The Classical Traditions of Greece and Rome

Princeton University Press

Copyright © 2005 Princeton University Press
All right reserved.

ISBN: 978-0-691-08942-3


Introduction

WHAT IS "CLASSICAL" ABOUT CLASSICAL ANTIQUITY?

James I. Porter

What seemed a single escalator, a perpetual recession into history, turns out, on reflection, to be a more complicated movement: Old England, settlement, the rural virtues-all these, in fact, mean different things at different times, and quite different values are being brought into question.

-Raymond Williams, The Country and the City

IN 1930 the field of classical studies experienced an insurrection. Werner Jaeger, in apostasy from his teacher and predecessor at Berlin, Ulrich von Wilamowitz-Moellendorff, convened a conference in Naumburg called "The Problem of the Classical" ("Das Problem des Klassischen"). The apostasy was open and calculated. Thirty years earlier Wilamowitz had boasted that he helped put paid to the word classical, which he found meaningless, and in his Geschichte der Philologie from 1921 he notoriously (and audibly) omitted the time-honored epithet of his discipline. (In English the title ought to read, History of Philology.
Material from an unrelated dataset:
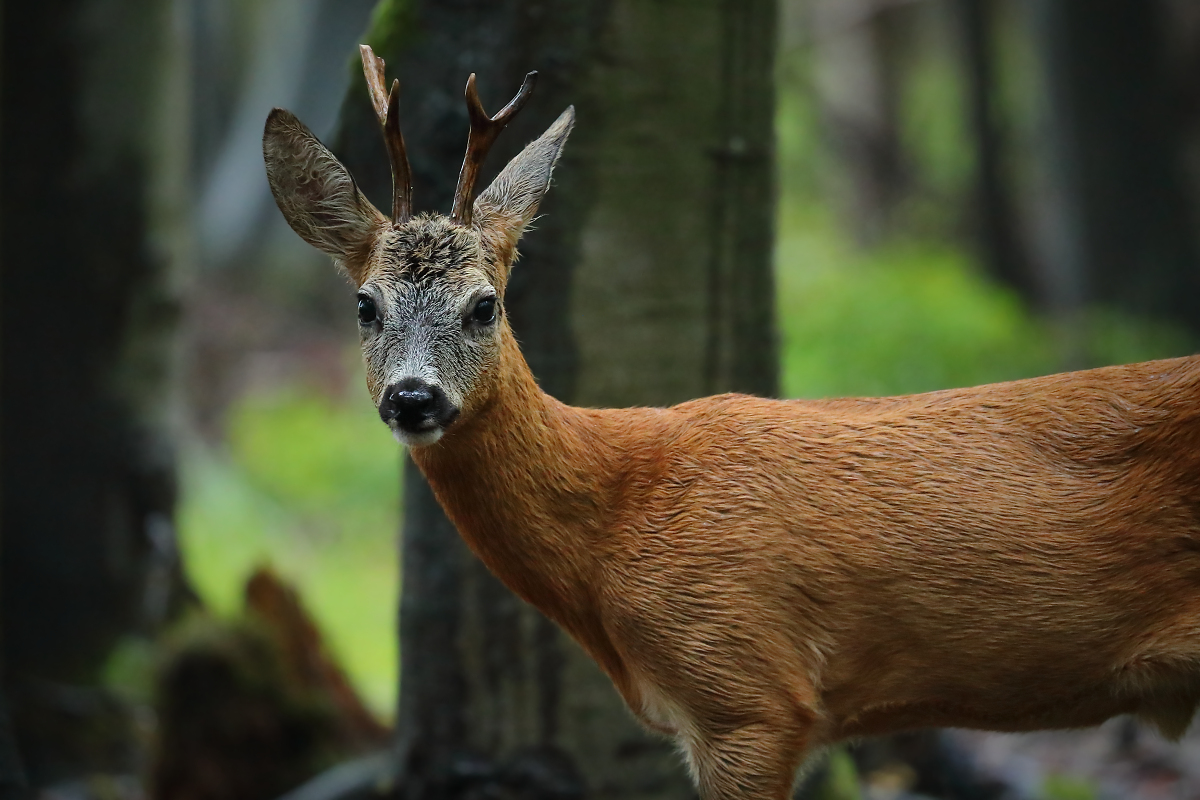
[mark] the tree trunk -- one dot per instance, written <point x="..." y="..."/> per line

The published English and Italian translations spoil the title's symbolics by reinserting the missing word classical.) As Wilamowitz later wrote to WolfgangSchadewaldt, one of the participants in the conference and a former pupil, "Whenever I read Die Antike [Jaeger's neohumanist journal founded in 1925], a millstone starts turning in my head. But the stone grinds no meal, not for me at least.-I have an idea what classical physics is, and there is classical music. But besides that?" Das Klassische was a problem indeed, and Jaeger's conference aimed at making classics a classical discipline again, one firmly rooted in classical and humanistic values true for all time and in the tradition of Winckelmann, Humboldt, and Goethe, as against its being a compilation of dry historical data.

We have a good idea of what the conference was about because Jaeger published its proceedings a year later. But what went on behind the scenes? Luckily, in the days before tape recorders there was Alfred Körte, who offers an invaluable first-hand account of what he saw and heard: "A number of speakers in the discussion at Naumburg sharply disputed the claim that Aeschylus was a classical author of the first rank (ein Klassiker) ... As the discussion progressed, it turned out that actually none of the first-class luminaries of world literature had any rightful claim to the label classical, or at most they had only a qualified claim to it-neither Homer nor Aeschylus nor Shakespeare nor even the young Goethe. Sophocles and Virgil fitted the classical ideal best of all."

It is obvious that the scholars Jaeger surrounded himself with had painted themselves into an intellectual corner, but it does not follow from their failure that the classical should be any less of a problem today than it was in 1930. The term and the idea it names are as common as they ever were. Classicists teach in departments of Classics, they study classical literature and culture (commonly known as the classics), the books they write, and more often buy, appear on the shelves of stores and libraries under the rubric of Classical Studies, and so on. But does anyone stop to ask what these labels mean?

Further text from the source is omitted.